President Carla Stampfli presented the financial report showing income of $34,037, expenses of $42,517 and a balance on July 30, 2006 of $87,284 in the endowment fund and $9,674 in the general fund. Vern Brewer, Carla Stampfli and Lester Harnetiaux presented Superintendent Melanie Allyn a check for $19,477 for teacher grants and Director Don Reed presented grant certificates to the teachers. Individuals can contribute funds to finance specific projects and that has happened in the Sorento School and in the Greenville Junior High School with the purchase of Smart Boards.

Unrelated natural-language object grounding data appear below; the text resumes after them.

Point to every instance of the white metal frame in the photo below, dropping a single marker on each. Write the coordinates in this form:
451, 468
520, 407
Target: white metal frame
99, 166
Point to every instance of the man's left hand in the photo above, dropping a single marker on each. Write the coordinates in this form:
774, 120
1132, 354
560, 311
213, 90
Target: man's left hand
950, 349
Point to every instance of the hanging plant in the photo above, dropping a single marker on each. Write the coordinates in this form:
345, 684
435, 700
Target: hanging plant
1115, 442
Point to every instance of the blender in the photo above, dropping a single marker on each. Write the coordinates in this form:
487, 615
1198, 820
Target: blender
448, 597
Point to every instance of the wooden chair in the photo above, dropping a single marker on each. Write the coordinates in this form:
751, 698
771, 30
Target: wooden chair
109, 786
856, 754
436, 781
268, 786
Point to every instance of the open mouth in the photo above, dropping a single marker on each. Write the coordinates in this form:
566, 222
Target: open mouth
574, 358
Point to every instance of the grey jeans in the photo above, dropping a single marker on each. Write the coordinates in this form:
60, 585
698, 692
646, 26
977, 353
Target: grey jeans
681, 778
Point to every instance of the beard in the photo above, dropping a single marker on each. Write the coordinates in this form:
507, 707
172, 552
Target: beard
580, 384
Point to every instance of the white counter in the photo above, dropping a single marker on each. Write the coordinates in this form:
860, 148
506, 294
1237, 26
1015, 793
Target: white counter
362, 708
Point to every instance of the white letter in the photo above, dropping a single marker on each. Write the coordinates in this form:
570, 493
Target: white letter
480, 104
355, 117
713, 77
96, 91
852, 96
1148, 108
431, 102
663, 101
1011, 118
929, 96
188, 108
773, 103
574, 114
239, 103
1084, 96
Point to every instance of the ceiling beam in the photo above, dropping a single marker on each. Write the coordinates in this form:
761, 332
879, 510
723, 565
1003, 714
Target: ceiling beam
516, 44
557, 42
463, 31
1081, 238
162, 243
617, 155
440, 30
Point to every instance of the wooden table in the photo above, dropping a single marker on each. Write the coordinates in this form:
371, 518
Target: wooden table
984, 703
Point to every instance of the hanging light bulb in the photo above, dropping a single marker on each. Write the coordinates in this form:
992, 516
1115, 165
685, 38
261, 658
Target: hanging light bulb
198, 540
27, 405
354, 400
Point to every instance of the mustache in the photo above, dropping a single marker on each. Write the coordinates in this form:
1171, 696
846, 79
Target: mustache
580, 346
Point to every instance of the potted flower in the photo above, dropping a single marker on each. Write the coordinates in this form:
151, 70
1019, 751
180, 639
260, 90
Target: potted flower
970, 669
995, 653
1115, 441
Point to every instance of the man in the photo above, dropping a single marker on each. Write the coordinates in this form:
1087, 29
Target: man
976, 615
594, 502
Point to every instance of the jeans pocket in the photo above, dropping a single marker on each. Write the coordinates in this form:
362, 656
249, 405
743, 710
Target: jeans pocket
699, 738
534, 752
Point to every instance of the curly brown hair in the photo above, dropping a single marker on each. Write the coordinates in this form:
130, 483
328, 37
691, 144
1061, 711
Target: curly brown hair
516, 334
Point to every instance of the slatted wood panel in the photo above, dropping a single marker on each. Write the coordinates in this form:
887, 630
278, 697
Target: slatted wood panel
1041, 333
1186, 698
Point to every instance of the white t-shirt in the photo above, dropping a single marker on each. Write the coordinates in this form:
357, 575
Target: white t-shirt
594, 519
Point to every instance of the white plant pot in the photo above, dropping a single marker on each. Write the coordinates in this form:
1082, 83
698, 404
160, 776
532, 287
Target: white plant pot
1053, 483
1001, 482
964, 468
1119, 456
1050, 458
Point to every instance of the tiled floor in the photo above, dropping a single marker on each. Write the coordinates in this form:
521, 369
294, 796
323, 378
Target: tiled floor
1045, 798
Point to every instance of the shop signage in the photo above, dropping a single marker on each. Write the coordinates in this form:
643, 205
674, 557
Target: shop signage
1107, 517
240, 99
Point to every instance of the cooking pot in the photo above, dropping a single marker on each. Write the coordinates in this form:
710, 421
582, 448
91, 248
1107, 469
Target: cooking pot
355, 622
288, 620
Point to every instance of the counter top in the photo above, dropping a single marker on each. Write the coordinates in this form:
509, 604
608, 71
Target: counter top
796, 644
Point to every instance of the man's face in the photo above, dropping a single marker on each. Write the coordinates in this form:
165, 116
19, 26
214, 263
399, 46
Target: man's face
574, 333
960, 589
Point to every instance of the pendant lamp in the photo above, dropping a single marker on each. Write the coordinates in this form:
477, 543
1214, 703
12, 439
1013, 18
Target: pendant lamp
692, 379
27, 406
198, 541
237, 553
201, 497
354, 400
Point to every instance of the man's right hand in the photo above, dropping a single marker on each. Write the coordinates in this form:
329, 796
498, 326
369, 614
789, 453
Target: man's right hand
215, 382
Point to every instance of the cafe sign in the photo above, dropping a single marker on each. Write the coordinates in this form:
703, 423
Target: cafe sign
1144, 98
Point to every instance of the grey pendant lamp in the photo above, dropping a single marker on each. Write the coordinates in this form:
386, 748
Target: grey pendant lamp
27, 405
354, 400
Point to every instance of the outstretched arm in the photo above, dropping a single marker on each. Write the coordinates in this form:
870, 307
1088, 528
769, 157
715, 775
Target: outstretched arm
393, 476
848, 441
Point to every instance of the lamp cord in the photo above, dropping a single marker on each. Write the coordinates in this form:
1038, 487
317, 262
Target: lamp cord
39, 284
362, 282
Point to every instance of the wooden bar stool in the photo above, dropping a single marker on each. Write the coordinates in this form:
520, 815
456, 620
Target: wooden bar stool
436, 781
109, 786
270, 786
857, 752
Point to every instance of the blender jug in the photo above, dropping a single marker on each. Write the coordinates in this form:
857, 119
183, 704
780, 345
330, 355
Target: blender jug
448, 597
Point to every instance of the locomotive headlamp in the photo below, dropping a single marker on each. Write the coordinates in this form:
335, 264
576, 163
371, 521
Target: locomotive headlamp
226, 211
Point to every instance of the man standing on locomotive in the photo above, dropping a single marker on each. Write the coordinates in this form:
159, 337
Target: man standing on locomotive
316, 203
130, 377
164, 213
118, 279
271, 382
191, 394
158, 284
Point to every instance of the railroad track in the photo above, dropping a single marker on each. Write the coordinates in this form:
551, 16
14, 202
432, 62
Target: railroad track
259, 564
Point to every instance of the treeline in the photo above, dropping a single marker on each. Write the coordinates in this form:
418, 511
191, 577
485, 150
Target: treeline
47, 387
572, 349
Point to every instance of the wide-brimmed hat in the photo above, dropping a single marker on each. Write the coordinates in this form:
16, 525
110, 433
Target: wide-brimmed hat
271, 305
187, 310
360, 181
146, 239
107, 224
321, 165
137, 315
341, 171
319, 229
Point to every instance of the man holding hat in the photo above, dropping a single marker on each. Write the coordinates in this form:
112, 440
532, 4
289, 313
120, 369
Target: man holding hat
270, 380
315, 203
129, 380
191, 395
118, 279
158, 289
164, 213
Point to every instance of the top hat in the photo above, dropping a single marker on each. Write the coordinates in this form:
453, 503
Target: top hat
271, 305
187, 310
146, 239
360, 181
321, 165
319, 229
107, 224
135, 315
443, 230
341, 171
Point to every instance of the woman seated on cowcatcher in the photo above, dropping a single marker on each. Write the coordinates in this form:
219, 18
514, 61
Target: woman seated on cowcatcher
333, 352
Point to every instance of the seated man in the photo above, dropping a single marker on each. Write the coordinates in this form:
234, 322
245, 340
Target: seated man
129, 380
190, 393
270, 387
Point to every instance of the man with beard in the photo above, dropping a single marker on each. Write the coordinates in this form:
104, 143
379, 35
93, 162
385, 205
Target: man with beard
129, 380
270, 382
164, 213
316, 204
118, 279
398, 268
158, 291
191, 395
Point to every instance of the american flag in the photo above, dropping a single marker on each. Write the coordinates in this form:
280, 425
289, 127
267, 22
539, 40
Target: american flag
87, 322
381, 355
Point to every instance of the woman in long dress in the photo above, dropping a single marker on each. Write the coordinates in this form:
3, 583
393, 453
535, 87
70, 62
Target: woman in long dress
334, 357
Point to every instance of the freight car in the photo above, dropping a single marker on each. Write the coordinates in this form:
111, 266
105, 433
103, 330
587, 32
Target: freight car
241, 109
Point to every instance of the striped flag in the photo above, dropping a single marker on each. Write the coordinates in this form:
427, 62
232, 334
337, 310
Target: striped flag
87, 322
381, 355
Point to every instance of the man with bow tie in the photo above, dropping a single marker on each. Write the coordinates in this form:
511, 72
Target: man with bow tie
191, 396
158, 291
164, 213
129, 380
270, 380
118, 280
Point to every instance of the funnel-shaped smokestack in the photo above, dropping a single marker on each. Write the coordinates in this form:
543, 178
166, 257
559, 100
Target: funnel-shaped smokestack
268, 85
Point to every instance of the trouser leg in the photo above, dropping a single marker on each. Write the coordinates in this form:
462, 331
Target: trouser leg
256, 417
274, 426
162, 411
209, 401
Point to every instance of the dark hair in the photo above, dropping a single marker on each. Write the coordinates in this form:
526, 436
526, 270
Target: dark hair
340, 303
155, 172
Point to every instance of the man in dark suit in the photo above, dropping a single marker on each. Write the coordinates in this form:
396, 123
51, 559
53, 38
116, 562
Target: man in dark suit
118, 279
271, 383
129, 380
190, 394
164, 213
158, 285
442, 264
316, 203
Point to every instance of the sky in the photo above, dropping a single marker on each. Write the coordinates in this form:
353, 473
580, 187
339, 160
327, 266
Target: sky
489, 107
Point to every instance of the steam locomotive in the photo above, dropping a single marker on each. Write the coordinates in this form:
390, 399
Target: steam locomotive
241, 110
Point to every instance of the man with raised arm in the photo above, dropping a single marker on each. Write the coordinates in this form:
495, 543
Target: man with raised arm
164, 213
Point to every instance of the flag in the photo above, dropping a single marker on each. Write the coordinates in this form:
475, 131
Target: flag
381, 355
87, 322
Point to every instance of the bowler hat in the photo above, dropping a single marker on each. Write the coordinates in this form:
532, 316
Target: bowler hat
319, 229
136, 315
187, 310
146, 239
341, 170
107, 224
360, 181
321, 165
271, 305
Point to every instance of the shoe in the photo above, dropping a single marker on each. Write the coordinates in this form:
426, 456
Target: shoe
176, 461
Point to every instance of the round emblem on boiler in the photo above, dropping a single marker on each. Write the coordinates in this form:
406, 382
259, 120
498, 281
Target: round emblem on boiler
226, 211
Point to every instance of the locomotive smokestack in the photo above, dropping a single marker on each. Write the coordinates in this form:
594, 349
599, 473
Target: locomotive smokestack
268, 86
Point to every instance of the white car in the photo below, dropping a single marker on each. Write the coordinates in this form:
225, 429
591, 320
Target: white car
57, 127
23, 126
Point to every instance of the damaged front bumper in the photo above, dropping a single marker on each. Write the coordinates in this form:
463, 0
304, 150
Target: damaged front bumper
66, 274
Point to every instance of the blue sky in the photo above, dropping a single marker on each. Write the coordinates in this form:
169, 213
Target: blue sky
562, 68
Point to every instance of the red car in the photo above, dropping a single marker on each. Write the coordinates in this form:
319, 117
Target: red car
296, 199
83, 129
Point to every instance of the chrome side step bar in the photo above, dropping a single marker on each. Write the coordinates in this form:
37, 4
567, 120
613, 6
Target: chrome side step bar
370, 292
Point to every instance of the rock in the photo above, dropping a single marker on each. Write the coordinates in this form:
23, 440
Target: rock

Directors elected for 2006-2007 are Lester Harnetiaux, Georgia Shank, Jerry McFarland, Pennie Slatton, Kevin Sybert, Jan Woker, Don Reed, Aimee Frey, and Penni Schreiber. Eric Ahern presented a PowerPoint presentation about the NASA Program in the Junior High School. Carla Stampfli listed foundation accomplishments since 1990. Membership funds total over $313,423 resulting in over $207,000 in teacher grants. The endowment fund has grown to $87,284, sponsoring four annual scholarships - Sara Cunningham, Kathy Haberer, Jan Nevinger Memorial and the Bradford National Bank scholarships, the Craig Baumberger Aviation Fund and the Fred Baumberger self-esteem Character education fund. Stampfli concluded by saying, "So many exciting things are happening in our schools because of the Academic Foundation."
PLANNING COMMISSION OKAYS REQUEST
The Greenville Planning Commission conducted a public hearing Monday night. After no negative public feedback and a positive recommendation from city staff they approved for City Council consideration a request by Walter Barenfanger. He wants the city to vacate an alley between several lots he owns west of his True Value Hardware store in Greenville. On another subject City Manager Dave Willey told WGEL the work on Beaumont Avenue should be finished this week.
HISTORICAL SOCIETY OFFICERS ELECTED
The Bond County Historical Society’s annual banquet and officer election was held Monday night. Officers for the coming year are John S. Coleman, President; Janet Eyman, Vice-President; June Wise, Secretary; Judy Schneck, Treasurer; Dean and Nelda Anthony, Historians; and Marie Reeves, Registered Agent. Twelve directors representing the nine townships were also voted on.
In his year-end report, President Coleman said there were 501 visitors to the Hoiles-Davis Museum in 2006 including several high school classes. Other highlights included the Greenville home movie and soup supper, the Heritage Day quilt show, and the annual Muny Band and traditional country music nights. The Bond County Historical Society’s new web site has attracted around 4,100 visits in its first year.
Dr. John Hallwas, a retired professor at Western Illinois University, shared a program on the “Notorious Lawbreakers of Early Illinois.” WGEL will have more about this program in our Wednesday news.
CARBON MONOXIDE DETECTORS LAW GOES INTO EFFECT JAN. 1
Beginning January 1, a new state law will go into effect requiring single family and multiple family residences be equipped with carbon monoxide alarms. At least one detector must be within fifteen feet of each bedroom. Carbon monoxide is an odorless, colorless gas that is lethal to humans if it builds up. The law states that it’s the responsibility of the owner of the building to supply and install the alarms. In the case of rental property, the tenant is responsible for testing and maintaining the alarm.
Failure to comply with the new law can result in a Class B misdemeanor. Carbon monoxide alarms are usually available at hardware and home improvements stores with prices generally starting at $20.